This National Eye Health Week (18- 24 September) eye health experts are warning that one million people in the UK are living with avoidable sight loss severe enough to leave them unable to do things such as drive.
Royal National Institute of Blind People (RNIB’s) State of the Nation’s Eyes Report 2017 revealed this number is forecast to increase by a third by 2030 if we don’t take action now.
Almost 14 million of us fail to have regular eye tests, however not having regular eye tests, once every two years unless advised otherwise by an optometrist, is a big risk factor for unnecessary sight loss as the early detection and treatment of common eye conditions is essential to avoid irreversible sight loss.
David Cartwright, Chair of National Eye Health Week, explains: “Eyesight declines as part of the natural ageing process and some cases of sight loss are still sadly unavoidable but for many simply going for regular eye tests and adopting a healthier lifestyle could prevent sight loss having a significant impact on our lives and help people to live well for longer.”
“Over the next seven days National Eye Health Week will seek to inspire people to make small lifestyle changes that could make a big difference to their future eye health,” David said.
National Eye Health Week’s six simple savers:
Quit smoking. Smokers have a significantly greater risk of sight loss than non-smokers as toxic chemicals in tobacco smoke can damage the eye leading to an increased risk of many eye conditions.
Eat right for good sight. Eye-friendly nutrients found in many fruit and vegetables and fatty acids derived from fish, nuts and oils can all help protect your sight. Vitamins B and E can help protect against cataracts whilst Omega-3 fish oils help maintains healthy blood vessels in the eye.
Watch your weight. More than half of all British adults are overweight. Obesity puts you at increased risk of eye conditions such as age-related macular degeneration, diabetic retinopathy and glaucoma.
Get fit. Aerobic exercises can help increase oxygen supplies to the optic nerve and lower any pressure that builds up in the eye. Reducing the pressure can help control conditions such as glaucoma.

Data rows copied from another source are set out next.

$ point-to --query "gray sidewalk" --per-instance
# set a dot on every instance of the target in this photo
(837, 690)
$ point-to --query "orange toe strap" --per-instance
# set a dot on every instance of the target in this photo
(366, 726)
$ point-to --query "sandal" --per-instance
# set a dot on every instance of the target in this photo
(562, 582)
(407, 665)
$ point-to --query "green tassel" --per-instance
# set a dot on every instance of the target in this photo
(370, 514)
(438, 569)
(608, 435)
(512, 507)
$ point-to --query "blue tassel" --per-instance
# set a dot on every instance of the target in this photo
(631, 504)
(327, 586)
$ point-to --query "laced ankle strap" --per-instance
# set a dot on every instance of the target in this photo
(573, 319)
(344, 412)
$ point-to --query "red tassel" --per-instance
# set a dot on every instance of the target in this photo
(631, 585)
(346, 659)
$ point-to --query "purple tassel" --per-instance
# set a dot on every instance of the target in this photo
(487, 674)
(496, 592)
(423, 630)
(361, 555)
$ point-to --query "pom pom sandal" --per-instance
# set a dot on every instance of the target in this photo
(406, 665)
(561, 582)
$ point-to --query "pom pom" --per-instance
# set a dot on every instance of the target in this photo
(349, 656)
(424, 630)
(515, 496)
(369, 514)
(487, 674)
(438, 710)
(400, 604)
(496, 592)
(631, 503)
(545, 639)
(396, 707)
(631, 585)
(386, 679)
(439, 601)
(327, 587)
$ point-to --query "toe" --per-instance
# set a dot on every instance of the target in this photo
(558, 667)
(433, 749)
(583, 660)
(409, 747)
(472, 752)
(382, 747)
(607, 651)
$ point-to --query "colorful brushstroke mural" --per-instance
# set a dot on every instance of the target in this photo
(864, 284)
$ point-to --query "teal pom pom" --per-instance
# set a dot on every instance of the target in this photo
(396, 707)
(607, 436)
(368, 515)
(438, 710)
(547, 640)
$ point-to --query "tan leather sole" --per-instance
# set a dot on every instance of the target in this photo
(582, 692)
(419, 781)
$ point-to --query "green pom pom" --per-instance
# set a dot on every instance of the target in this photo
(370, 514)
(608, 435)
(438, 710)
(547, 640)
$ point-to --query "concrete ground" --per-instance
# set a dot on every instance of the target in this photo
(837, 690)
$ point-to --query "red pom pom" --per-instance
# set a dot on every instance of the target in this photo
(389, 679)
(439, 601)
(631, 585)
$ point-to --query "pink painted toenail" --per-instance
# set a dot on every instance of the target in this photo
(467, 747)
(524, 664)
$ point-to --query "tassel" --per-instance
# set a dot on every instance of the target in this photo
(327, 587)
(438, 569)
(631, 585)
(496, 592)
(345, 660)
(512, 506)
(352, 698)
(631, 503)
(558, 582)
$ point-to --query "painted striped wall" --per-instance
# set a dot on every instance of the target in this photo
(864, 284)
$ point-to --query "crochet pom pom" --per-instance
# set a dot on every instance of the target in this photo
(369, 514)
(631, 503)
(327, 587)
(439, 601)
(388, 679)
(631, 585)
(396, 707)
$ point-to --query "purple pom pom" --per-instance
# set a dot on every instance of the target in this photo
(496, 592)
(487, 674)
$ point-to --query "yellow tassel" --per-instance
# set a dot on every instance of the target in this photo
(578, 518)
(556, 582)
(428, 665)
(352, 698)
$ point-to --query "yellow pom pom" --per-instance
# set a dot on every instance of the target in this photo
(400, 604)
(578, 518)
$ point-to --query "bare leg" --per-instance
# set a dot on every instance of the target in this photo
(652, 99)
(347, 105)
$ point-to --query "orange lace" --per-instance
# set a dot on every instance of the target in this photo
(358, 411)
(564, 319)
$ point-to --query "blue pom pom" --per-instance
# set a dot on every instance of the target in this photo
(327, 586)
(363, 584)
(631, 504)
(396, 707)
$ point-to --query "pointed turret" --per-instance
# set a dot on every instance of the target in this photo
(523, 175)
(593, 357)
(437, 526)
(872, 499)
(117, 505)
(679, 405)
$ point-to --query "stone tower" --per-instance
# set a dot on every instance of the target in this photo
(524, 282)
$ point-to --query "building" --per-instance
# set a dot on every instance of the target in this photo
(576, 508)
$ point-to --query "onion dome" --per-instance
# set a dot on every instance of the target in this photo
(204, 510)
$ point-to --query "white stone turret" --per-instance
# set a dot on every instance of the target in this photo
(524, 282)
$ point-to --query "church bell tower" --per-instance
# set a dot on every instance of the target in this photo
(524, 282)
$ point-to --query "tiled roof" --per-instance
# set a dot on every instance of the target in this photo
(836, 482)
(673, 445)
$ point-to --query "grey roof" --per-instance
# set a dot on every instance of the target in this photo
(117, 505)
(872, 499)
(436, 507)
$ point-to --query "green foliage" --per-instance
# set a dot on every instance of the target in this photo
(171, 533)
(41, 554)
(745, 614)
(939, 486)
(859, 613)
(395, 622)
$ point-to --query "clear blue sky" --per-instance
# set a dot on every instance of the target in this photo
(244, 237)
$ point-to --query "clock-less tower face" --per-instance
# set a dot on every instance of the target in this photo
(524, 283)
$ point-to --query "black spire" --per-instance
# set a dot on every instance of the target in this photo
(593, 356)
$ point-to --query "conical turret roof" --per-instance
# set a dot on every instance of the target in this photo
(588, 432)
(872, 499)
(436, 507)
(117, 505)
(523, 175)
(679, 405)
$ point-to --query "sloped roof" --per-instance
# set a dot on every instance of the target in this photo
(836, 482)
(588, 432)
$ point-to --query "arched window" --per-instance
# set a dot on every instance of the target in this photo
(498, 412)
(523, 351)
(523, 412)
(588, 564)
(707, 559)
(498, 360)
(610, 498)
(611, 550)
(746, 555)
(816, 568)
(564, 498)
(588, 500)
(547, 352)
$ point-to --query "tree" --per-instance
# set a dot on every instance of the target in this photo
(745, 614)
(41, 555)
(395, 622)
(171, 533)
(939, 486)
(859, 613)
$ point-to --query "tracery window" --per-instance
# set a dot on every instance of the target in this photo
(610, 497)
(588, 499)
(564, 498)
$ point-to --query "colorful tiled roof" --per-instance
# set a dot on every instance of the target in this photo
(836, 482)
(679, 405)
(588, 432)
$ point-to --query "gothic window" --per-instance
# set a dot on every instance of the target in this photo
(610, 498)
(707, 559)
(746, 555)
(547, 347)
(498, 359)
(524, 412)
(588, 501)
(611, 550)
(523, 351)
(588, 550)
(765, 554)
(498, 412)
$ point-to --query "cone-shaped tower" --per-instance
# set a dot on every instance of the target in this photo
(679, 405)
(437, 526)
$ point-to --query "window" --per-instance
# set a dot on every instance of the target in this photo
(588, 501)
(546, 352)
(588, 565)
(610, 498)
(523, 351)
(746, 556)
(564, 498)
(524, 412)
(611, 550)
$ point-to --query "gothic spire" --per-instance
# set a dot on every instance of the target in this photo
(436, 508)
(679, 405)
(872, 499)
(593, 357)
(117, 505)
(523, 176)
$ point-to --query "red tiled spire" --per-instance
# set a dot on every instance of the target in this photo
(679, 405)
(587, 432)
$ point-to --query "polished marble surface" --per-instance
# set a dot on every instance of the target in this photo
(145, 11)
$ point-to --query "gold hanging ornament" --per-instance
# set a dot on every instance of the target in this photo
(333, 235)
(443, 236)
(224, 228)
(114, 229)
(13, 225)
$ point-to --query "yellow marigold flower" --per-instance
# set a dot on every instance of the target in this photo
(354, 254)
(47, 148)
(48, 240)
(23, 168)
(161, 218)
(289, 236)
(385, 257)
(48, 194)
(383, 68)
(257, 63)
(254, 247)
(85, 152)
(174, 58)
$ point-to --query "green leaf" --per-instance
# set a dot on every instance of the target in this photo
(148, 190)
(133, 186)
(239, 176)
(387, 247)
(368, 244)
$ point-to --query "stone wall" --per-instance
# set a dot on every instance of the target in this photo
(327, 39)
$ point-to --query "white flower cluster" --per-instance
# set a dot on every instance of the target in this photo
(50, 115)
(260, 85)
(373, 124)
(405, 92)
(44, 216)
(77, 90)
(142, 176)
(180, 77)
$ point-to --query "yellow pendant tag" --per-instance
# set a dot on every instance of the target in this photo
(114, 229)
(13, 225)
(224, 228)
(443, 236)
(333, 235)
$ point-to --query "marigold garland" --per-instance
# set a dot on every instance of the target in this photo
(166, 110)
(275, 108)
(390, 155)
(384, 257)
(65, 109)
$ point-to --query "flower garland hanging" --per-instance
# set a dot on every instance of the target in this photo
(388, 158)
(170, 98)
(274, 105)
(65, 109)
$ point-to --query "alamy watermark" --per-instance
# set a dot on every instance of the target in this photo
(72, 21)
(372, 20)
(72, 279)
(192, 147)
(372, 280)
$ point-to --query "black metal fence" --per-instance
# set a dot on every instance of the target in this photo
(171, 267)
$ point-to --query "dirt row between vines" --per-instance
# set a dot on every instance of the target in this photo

Cover up. Exposure to UV light can increase your risk of developing macular degeneration and cataract. Always wear sunglasses when the UV index rises above three and check your sunglasses filter is at least 99 per cent of UVA and UVB light. Look out for a CE or British Standard or UV 400 mark when choosing your sunglasses as this indicates they provide adequate UV protection.
Be screen smart. On average, we spend more than eight hours a day staring at a screen so it’s no surprise that 90 per cent of us say we experience screen fatigue – tired or irritated eyes, blurred vision, headaches and poor colour perception. Avoid eye strain by using the 20-20-20 rule, especially if you’re using a computer for long periods of time. Look 20 feet in front of you every 20 minutes for 20 seconds.
Don’t forget to book an eye test during National Eye Health Week if you haven’t had one in the last two years!